Intra-abdominal pressure was measured using the intra-bladder technique according to Kron et al. [16] with an instilling volume of 20 mL of sodium chloride 0.9% solution. IAP was measured every 6 h. Intra-abdominal hypertension and abdominal compartment syndrome were diagnosed in compliance with WSACS guidelines. For research purposes, IAH was determined if the average IAP of four consecutive measurements (thus during 24 h) was ≥ 12 mmHg. New organ failure was diagnosed if the score in one of six SOFA subdomains increased to ≥ 3, compared with the day before. ACS was diagnosed if an IAP above 20 mmHg and new organ failure occurred at the same measurement.

Statistical analysis

An overall population of 100 patients (consisting of 50 with IAH and 50 without) would be sufficient to detect a 0.5 SD increase to 26 ± 10 ng/mL in I-FABP level in patients with IAH (two-sided test with an α level of 0.05) with > 85% statistical power [17]. Statistical analyses were performed using IBM SPSS statistics 22 (IBM, Armonk, NY, USA). Receiver operating characteristic (ROC) analysis and calculation of the Youden index associated criterions were performed with MedCalc Statistical Software version 17.4 (MedCalc Software bvba, Ostend, Belgium; http://www.medcalc.org; 2017).

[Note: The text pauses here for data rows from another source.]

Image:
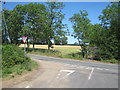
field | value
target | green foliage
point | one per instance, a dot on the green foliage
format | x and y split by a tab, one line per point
81	25
13	55
14	62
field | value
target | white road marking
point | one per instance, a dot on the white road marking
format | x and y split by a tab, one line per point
99	68
88	68
90	74
58	74
27	86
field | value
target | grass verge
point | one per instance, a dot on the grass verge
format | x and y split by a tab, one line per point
57	53
8	73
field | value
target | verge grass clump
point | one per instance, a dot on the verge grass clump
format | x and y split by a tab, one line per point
14	62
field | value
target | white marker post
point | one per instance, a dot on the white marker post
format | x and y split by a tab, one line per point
24	39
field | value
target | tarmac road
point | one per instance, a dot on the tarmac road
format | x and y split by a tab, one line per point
66	73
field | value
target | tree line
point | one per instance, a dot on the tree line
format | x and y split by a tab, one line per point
43	22
104	37
39	22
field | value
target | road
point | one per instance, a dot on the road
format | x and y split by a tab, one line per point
67	73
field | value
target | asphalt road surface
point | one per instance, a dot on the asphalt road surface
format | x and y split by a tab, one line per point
67	73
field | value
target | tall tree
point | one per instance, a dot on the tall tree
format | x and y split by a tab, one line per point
12	24
55	24
34	22
81	25
110	23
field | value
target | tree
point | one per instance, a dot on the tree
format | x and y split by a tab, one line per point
12	24
81	26
55	25
34	22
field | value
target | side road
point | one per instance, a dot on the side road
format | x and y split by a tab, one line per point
64	73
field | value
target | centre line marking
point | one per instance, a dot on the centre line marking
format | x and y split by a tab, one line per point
90	74
27	87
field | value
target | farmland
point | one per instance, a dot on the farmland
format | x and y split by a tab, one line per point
64	49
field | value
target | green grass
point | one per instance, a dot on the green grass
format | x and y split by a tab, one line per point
67	53
18	69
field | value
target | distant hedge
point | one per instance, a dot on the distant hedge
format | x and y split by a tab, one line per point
12	55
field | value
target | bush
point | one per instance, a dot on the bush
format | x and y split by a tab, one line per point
12	55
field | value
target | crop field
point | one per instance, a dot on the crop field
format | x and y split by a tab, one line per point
64	49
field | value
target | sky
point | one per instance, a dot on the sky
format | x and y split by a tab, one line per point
94	9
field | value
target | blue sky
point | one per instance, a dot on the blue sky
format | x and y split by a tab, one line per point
94	9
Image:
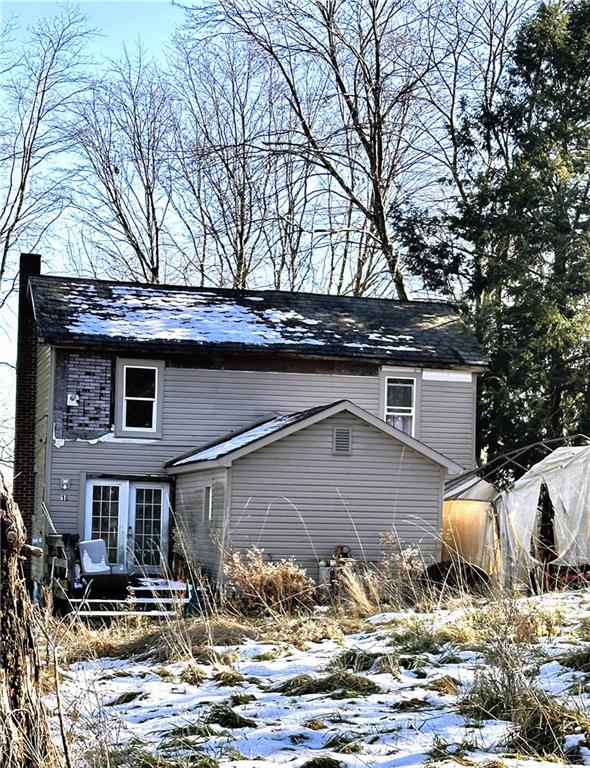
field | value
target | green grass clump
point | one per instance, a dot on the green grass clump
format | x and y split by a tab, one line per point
343	680
193	674
346	743
228	676
224	715
315	724
322	762
356	659
578	659
241	698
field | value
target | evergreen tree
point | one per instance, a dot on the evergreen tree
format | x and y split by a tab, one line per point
521	236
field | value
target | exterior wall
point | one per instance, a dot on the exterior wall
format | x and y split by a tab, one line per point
200	541
296	498
42	434
448	417
88	376
201	405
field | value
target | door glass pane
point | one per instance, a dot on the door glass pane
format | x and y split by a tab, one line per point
148	526
105	517
140	382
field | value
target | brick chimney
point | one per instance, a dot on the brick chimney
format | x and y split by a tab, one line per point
26	378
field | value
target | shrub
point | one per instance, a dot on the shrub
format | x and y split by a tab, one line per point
540	721
261	586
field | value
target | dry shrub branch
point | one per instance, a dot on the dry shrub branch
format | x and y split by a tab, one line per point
24	731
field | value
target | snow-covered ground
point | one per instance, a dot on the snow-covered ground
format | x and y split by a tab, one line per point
412	718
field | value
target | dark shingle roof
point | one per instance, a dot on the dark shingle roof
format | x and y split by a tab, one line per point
128	315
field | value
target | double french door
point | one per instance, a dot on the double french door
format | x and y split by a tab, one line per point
133	519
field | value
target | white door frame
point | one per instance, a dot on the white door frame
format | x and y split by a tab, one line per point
164	521
126	515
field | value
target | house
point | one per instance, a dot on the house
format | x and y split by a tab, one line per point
174	421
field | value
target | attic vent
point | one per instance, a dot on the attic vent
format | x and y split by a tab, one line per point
342	440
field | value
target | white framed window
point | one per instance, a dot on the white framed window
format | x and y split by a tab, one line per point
400	403
138	403
207	504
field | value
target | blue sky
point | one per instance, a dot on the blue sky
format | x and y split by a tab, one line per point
150	21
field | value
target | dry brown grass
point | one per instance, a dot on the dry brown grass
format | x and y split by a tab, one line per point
192	639
127	638
259	586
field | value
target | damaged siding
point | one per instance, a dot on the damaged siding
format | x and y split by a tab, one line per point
295	498
199	540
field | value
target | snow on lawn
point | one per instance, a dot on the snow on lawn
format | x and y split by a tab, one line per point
407	715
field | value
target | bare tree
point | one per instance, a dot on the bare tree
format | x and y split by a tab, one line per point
351	70
122	135
38	88
463	89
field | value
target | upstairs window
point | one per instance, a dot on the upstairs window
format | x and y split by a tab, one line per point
139	401
139	397
400	399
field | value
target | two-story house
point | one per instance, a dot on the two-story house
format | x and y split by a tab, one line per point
220	419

Normality of continuous data was assessed by the Shapiro Wilk test. Homogeneity of variances was tested using the Levene’s test. Since all continuous data deviated from the standard normal distribution, they are presented as median and quartiles and compared using the Mann–Whitney U-test. Statistical significance was accepted at p < 0.05.

A linear mixed-effect model was used to determine the correlation between I-FABP levels and IAP. For this analysis, restricted maximum likelihood method was used, a random intercept and slope were considered. BMI, age, gender, APACHE II score, TBSA, presence of abdominal and thoracic burns, and inhalation injury, resuscitation volume administered in first 8 h and 24 h, intra-abdominal pressure, mean arterial pressure, levels of lactate and CRP, base excess and time from baseline measurement were entered as covariates into the model to evaluate their effect on the correlation between I-FABP level and IAP.

Diagnostic characteristics of urinary I-FABP levels on the determination of IAH and new organ failure were tested using ROC analysis. The corresponding cut-off values and associated sensitivity and specificity were determined. Areas under the ROC curve are shown as measure of overall diagnostic performance.

The predictive value of I-FABP levels on IAH, and organ failure was visualized by plotting re-aligned measurements of the biomarker on the moment (T = 0) of peak IAP. Median (P25P75) I-FABP levels were plotted separately for patients with the outcome of interest and control patients.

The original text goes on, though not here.